A igreja de Nossa Senhora da Saúde vista do Largo dos Combatentes, as igrejas de S. Julião e Santa Maria, os Paços do Concelho, a Praça de Palhais e o antigo Liceu Municipal, o Gasómetro, o Mosteiro e Cerca de Brancanes, as ruínas do Convento de S. Francisco e quatro vistas panorâmicas da cidade são as fotografias que compõem o “Álbum Setubalense”.

Segundo Carla Barros do Centro Português de Fotografia, a raridade e qualidade das fotografias, a importância do autor e a utilização da albumina como processo fotográfico foram fatores determinantes para a classificação das películas de Anthero Seabra como Bem de Interesse Nacional.

“A albumina é um processo fotográfico utilizado com clara de ovo, sal e nitrato de prata. Estes componentes tornam o papel mais sensível ao registo de imagens, através do contacto entre o negativo e o papel”, refere a técnica, adiantando que “este tipo de suporte fotográfico é considerado raro e antigo”.

O “Álbum Setubalense” foi encontrado há vinte anos por Bruno Silva, na altura trabalhador da construção civil, no sótão de um edifício, em Lisboa, que ia ser sujeito a obras de restauro.

Presume-se, pela assinatura no interior do álbum, que tenha pertencido ao general Henrique José das Neves. Publicista e intelectual, o militar do Exército Português destacou-se ainda como editor e articulista em vários periódicos açorianos.

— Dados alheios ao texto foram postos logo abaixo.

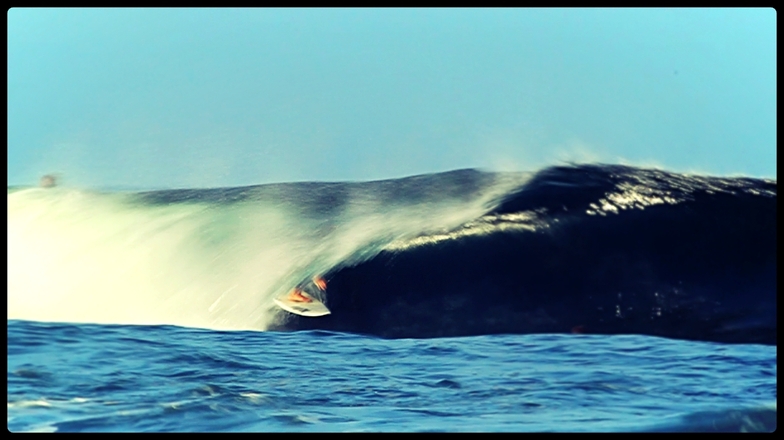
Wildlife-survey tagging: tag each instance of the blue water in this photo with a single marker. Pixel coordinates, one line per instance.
(85, 377)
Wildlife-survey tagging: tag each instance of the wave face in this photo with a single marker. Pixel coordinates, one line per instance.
(603, 249)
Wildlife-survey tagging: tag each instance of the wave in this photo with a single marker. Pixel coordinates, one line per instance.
(582, 248)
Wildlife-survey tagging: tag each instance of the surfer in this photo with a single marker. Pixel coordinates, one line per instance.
(298, 294)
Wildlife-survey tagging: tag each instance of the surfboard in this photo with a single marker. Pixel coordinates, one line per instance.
(310, 309)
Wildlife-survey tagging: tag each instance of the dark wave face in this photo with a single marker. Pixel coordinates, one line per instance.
(591, 249)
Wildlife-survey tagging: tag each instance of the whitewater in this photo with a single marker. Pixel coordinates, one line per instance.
(573, 298)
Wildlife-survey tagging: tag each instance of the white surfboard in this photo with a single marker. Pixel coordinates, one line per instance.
(310, 309)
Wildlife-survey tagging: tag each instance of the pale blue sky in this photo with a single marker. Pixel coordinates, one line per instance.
(174, 98)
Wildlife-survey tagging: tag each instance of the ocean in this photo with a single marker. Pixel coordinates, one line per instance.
(575, 298)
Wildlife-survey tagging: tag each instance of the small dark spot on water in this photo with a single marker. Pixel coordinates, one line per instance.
(446, 383)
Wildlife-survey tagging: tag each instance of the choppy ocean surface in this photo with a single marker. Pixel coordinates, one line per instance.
(573, 298)
(81, 377)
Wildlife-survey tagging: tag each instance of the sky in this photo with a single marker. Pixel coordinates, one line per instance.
(166, 98)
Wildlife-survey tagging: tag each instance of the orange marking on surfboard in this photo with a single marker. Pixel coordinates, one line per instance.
(296, 295)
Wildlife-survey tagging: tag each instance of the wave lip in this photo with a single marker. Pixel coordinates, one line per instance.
(604, 249)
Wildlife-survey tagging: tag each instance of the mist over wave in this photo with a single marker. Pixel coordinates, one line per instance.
(585, 249)
(214, 258)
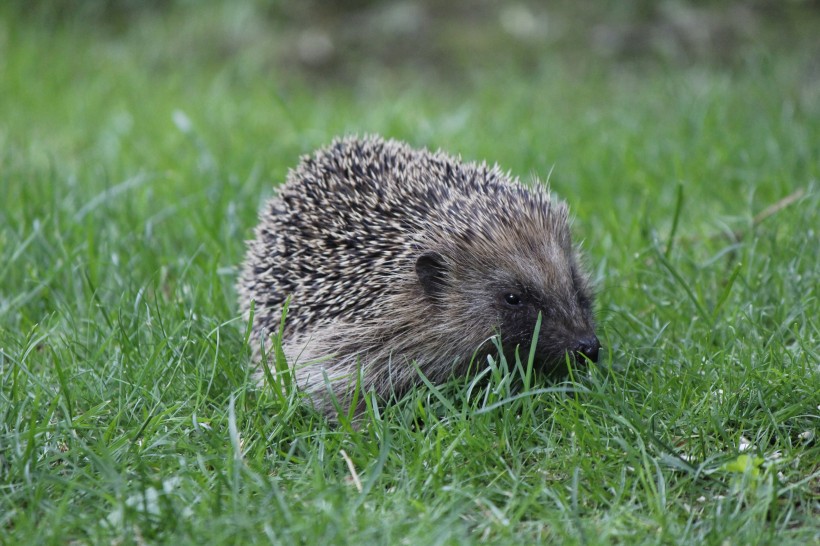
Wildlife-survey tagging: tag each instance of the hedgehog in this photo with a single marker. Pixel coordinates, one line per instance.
(395, 261)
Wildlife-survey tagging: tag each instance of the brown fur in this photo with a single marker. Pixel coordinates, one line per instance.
(393, 255)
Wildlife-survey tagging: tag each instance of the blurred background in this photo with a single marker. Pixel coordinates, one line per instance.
(615, 101)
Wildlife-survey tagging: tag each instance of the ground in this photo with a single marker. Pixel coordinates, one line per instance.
(138, 141)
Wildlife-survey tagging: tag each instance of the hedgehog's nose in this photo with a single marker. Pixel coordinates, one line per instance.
(588, 347)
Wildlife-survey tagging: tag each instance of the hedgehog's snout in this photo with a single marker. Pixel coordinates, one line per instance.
(587, 347)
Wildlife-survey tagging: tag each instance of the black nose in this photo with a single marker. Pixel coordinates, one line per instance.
(588, 347)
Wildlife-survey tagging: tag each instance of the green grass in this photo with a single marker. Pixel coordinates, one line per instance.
(132, 165)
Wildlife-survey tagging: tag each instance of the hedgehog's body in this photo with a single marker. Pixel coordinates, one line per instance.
(392, 255)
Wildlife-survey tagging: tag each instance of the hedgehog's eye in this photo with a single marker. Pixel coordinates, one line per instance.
(512, 299)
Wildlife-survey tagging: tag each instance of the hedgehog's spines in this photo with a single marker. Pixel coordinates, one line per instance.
(391, 253)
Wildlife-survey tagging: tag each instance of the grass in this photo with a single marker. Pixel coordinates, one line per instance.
(133, 163)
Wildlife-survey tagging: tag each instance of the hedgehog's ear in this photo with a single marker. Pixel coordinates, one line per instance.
(432, 271)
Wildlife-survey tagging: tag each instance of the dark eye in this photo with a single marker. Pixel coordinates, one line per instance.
(512, 299)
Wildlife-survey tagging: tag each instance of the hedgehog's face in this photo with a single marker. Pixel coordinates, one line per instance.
(507, 299)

Anthero Frederico Ferreira de Seabra da Mota e Silva, nascido em S. Martinho, Pombal, a 22 de setembro de 1821, apaixonou-se pela fotografia no final dos anos 50, altura da sua passagem pela Academia de Belas-Artes do Porto.

Participou em diversas exposições, nomeadamente na Exposição Industrial do Porto, em 1861, e na Exposição Agrícola de Braga, em 1863. Entre 1857 e 1868 colaborou com o jornal “Archivo Pittoresco”.

Antero Seabra, falecido em Lisboa a 14 de fevereiro de 1883, com 62 anos, fotografou Setúbal, Lisboa, Coimbra, Porto, Braga, Guimarães e Viana do Castelo para registo da topografia das cidades.